An ARP request does not necessarily consist of a single request. Before it gives up, it actually sends 3 requests for a total time on my system of 3.2 seconds (see packet jpeg). The API call does not return until after this period of time when requesting a non-utilized address. To prevent the program from hanging during this time, it needs to be on a separate thread. To accomplish this I am using a separate program and communicating between the 2 programs utilizing the Windows messaging system. When the "ARP" program is activated, it activates the "SendARP" program.
The ARP program has 2 buttons. Like the previous program, the "Get Network" button finds the current adapter and lists some of it's properties. One of those properties is the network definition, which is calculated by "AND"ing the NetMask with the Adapter IP address. For example, if the Adapter address is "192.168.1.8" and the NetMask is "255.255.255.0", the result would be "192.168.1.0".
When the "Get MAC" button is clicked, the network definition address is incremented by one and sent to the "SendARP" program. If "SendARP" gets a response to it's ARP request, it returns the MAC address immediately. If it does not get a response, it returns "Not Found!" after 3.2 seconds. If you click the "Get MAC" button several times in succession, it will increment the IP address that number of times and send out the requests. Obviously the requests are cached and returned in order. I do not know how many cached requests it can handle, but it can take some time if many IPs are not utilized. The safe way would be not to send another request until the response has been received from the previous request. This is a work in progress.

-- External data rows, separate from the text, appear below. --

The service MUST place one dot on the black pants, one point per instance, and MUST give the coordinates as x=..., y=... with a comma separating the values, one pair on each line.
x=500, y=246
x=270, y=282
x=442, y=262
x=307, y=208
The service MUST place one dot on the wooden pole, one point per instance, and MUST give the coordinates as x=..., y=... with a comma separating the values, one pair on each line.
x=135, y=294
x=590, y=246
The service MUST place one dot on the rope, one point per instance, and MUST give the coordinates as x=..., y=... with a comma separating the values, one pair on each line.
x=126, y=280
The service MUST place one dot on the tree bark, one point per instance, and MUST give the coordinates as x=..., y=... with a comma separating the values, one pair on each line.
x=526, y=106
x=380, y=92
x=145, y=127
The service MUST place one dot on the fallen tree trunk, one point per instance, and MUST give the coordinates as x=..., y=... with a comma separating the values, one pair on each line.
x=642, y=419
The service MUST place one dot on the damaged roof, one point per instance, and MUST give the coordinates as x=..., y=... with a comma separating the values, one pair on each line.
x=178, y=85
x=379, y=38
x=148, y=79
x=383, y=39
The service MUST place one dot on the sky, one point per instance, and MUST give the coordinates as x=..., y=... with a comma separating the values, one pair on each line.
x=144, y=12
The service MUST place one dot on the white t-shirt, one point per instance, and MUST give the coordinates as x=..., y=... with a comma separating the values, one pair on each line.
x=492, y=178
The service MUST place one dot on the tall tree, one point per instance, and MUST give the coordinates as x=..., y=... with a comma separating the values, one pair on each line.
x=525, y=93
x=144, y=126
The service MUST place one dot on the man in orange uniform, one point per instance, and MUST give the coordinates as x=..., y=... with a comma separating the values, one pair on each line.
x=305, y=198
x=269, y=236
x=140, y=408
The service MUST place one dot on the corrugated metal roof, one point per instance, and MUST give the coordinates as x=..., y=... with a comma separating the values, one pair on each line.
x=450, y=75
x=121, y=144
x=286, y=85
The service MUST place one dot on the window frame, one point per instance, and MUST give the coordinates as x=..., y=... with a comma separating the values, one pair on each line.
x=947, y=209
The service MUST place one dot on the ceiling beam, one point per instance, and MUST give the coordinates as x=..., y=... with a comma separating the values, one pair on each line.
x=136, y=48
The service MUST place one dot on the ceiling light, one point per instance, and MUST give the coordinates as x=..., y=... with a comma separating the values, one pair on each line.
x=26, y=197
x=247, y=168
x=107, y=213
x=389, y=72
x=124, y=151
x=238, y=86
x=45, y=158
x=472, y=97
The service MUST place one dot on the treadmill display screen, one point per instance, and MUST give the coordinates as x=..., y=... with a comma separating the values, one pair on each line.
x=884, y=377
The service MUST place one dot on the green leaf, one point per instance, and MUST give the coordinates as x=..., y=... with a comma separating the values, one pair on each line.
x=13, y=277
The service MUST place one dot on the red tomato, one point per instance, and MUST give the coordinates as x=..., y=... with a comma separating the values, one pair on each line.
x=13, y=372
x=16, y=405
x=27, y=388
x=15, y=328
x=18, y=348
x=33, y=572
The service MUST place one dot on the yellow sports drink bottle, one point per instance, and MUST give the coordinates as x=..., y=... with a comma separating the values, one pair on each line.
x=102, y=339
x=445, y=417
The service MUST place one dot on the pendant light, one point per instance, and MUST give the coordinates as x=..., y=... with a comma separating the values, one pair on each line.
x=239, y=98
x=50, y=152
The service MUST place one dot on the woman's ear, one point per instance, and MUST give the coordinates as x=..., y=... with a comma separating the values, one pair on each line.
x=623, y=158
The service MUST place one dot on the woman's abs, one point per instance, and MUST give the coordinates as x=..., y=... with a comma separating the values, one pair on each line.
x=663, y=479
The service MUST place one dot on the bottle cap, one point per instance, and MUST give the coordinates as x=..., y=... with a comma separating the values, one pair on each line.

A word of caution if you are stepping through the program and the system is unable to process system messages. It can cause some IDE functions to not respond, or in extreme cases to crash the IDE.
J.A. Coutts
Last edited by couttsj; Aug 12th, 2019 at 09:32 AM.
After I posted this, I started to wonder if this was a 'Roll Your Own' app.
Originally Posted by couttsj
That is my network Packet Analyzer program.
I'm so impressed with the breath of app. functionality you have created.
Did you see my 'Contacts' app. Ad. on this site ?
Then I could pay you for your efforts and a small 'repayment' for all your past efforts.
BTW - I have a procedural C app. ( Yes not C Plus Plus - so decades old ) that interrogates a routers ARP cache as part of our security audit, if you do not use DHCP you can then trigger when hackers connect to a LAN
How to use multiple network cards in a computer? Such as wired network card WIFI, USB network card, corresponding to 3 different optical fibers or broadband.
How does a program specify a certain network card for downloading?
Or 3 multi-threads, each thread uses a broadband network cable (network card)?
route add IP1,NETCARD 1?
Last edited by xiaoyao; Sep 2nd, 2021 at 08:05 PM.